# Need info about Consistent motherboards



## quicky008 (Aug 20, 2015)

I've been looking for a new motherboard to replace an ageing D945GNT intel motherboard that's present in one of my older rigs as it frequently malfunctions these days and causes problems while booting-a local hardware dealer has recommended a G31 motherboard from a brand called Consistent that costs around Rs 2000.He says its a decent motherboard and claims that the demand for these mobos is so high that he sells as many as 3-4 of them everyday! However i find it difficult to trust him as i've never heard of this particular brand and don't know whether their motherboards are reliable or not.I couldn't even find any official website of this company after searching extensively on google.

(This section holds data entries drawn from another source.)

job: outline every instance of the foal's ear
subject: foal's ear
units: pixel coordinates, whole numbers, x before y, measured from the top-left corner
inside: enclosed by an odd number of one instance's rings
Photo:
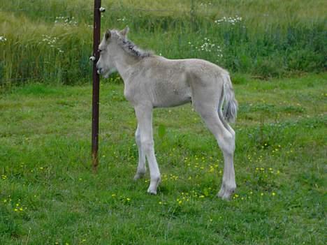
[[[129,27],[126,26],[126,27],[123,29],[122,31],[120,31],[119,33],[122,36],[126,37],[129,31]]]
[[[111,32],[110,30],[108,30],[107,32],[106,33],[106,40],[108,40],[111,36]]]

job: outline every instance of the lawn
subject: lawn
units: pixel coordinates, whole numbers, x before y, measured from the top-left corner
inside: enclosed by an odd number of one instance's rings
[[[133,180],[136,121],[121,83],[101,81],[97,174],[89,84],[0,94],[0,244],[324,244],[327,74],[232,78],[230,201],[216,197],[221,154],[189,104],[154,111],[154,196],[148,173]]]

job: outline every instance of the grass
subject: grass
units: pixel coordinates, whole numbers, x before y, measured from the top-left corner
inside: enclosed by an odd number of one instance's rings
[[[101,82],[100,165],[91,87],[30,84],[0,96],[1,244],[324,244],[327,75],[233,77],[238,190],[215,195],[222,156],[190,105],[154,111],[163,181],[134,182],[133,110]],[[164,130],[163,130],[164,128]]]
[[[103,31],[129,25],[136,43],[168,58],[205,59],[265,79],[326,71],[326,1],[126,0],[103,5],[108,9]],[[0,2],[0,36],[6,39],[0,40],[1,88],[29,80],[89,81],[92,7],[91,0]],[[157,9],[163,10],[153,10]]]

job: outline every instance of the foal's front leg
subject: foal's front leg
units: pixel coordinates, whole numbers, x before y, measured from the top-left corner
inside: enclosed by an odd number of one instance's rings
[[[138,125],[138,128],[136,128],[136,131],[135,132],[135,140],[136,142],[138,150],[138,169],[136,170],[136,174],[134,176],[134,179],[136,180],[143,177],[147,171],[147,168],[145,166],[145,155],[144,154],[143,149],[142,149],[140,141],[140,130]]]
[[[140,145],[142,151],[145,154],[149,163],[150,184],[147,192],[157,194],[157,188],[161,180],[160,171],[154,155],[154,147],[152,135],[152,106],[143,103],[135,107],[135,112],[140,133]]]

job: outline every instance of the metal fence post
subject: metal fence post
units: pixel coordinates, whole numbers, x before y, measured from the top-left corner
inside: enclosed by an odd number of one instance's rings
[[[99,60],[98,51],[100,43],[101,0],[94,0],[94,22],[93,25],[93,95],[92,95],[92,168],[96,172],[99,165],[99,102],[100,77],[96,72],[96,62]],[[90,59],[91,59],[90,58]]]

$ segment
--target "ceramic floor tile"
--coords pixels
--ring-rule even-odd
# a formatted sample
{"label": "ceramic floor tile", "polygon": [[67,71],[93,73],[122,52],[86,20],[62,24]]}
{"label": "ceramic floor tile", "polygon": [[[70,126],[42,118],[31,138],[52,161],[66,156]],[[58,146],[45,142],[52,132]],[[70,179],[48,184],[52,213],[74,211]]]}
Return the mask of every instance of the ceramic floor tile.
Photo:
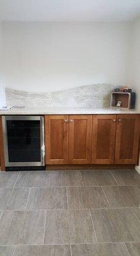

Does anyone here have any knowledge or experience regarding Consistent motherboards?Are their products reliable?If you know anything then please share it here.


----------



## dashing.sujay (Aug 20, 2015)

You won't get any good brand board to replace your 945. It's archaic.

Whatever brand you get, just make sure you get complete 1 year warranty (on paper). At least you cna bug the shopkeeper in case something goes wrong.


----------



## quicky008 (Aug 20, 2015)

^As a matter of fact he has said that he'll provide 1 year warranty on the board-but i'm wondering whats going to happen if the board conks out shortly after the warranty expires.


----------



## dashing.sujay (Aug 20, 2015)

^That's a concern but you can always get a board repaired from a local shop. Frankly, you don't have much options here.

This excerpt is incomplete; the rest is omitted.